The Current System Fails:
• Highest incarceration rate in the world • $182 billion spent annually • 67% recidivism within 3 years • Criminalizes poverty, mental illness, and addiction • Creates profit motives for human caging • Doesn’t reduce crime—just manages it expensively
The Evidence-Based Alternative:
• House people (prevents 210,000 arrests annually) • Feed people (reduces desperation crime) • Treat mental illness and addiction (prevents 30,000 arrests annually) • Employ youth (prevents 30,600 arrests annually) • Total: 270,600 fewer arrests, $8.9 billion saved • Addresses causes, not symptoms • Creates prosocial pathways, not criminal records
Industries That Profit from Crime Will Oppose This:
Private prisons, bail bonds, prison phone companies, and others have financial interests in high incarceration. They will lobby, contribute to campaigns, and spread fear. But their profit is our loss—in dollars, in safety, in human potential.
The Choice is Clear:
Continue spending $182 billion annually on an incarceration system that doesn’t work, or invest $85 billion in programs that prevent crime at the source. The math works. The evidence works. The morality is clear. What’s missing is political will—and that comes from organized public demand.

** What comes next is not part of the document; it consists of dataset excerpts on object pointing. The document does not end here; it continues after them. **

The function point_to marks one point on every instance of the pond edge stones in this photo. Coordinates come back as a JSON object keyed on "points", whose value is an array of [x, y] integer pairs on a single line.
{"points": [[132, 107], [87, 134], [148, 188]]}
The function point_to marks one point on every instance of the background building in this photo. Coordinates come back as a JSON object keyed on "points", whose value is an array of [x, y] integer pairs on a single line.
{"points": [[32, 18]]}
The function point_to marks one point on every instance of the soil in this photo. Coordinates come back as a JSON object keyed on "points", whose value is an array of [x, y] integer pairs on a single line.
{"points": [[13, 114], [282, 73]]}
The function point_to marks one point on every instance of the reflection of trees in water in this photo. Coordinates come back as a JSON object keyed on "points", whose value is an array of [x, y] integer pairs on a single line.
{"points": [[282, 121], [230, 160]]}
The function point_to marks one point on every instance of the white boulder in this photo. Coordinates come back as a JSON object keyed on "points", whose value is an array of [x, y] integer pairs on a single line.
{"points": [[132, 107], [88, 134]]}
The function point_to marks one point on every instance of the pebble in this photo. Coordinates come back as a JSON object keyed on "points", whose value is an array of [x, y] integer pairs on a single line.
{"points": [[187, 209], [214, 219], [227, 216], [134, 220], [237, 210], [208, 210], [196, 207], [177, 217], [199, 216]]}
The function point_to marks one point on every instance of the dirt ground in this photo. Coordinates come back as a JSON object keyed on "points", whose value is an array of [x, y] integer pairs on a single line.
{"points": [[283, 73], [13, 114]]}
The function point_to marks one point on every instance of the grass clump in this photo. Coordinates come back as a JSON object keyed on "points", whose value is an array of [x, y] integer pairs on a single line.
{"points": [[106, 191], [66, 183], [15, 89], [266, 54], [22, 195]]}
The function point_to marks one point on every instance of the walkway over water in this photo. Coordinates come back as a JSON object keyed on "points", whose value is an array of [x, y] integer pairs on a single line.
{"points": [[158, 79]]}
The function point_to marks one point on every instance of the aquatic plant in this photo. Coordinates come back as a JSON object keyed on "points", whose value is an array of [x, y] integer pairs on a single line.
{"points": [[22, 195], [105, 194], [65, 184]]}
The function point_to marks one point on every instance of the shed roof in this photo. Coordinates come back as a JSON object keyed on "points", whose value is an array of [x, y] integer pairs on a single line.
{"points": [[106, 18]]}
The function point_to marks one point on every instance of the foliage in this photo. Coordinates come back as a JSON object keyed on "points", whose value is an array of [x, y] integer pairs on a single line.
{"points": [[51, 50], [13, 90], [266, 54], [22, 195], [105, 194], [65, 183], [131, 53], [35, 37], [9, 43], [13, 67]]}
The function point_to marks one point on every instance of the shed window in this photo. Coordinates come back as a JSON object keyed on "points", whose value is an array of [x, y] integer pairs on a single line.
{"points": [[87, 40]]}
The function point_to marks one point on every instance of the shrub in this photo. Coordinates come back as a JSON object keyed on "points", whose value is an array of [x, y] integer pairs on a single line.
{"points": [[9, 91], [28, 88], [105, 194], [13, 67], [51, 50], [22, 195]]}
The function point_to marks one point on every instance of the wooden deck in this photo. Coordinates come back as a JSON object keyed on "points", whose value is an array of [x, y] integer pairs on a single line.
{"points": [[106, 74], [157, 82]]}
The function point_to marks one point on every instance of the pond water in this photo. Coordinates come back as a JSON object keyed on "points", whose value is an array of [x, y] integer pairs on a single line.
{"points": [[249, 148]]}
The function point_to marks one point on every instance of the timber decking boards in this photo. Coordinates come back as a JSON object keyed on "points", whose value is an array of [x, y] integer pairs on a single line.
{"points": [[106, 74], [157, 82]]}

Crime reduction isn’t soft. It’s smart. It’s evidence-based. It’s cost-effective. And it’s achievable—if we choose prevention over punishment, investment over incarceration, and human dignity over corporate profit.
___
This analysis demonstrates that the 10% for the People initiative doesn’t just help individuals—it transforms the entire criminal justice system by reducing crime at its source.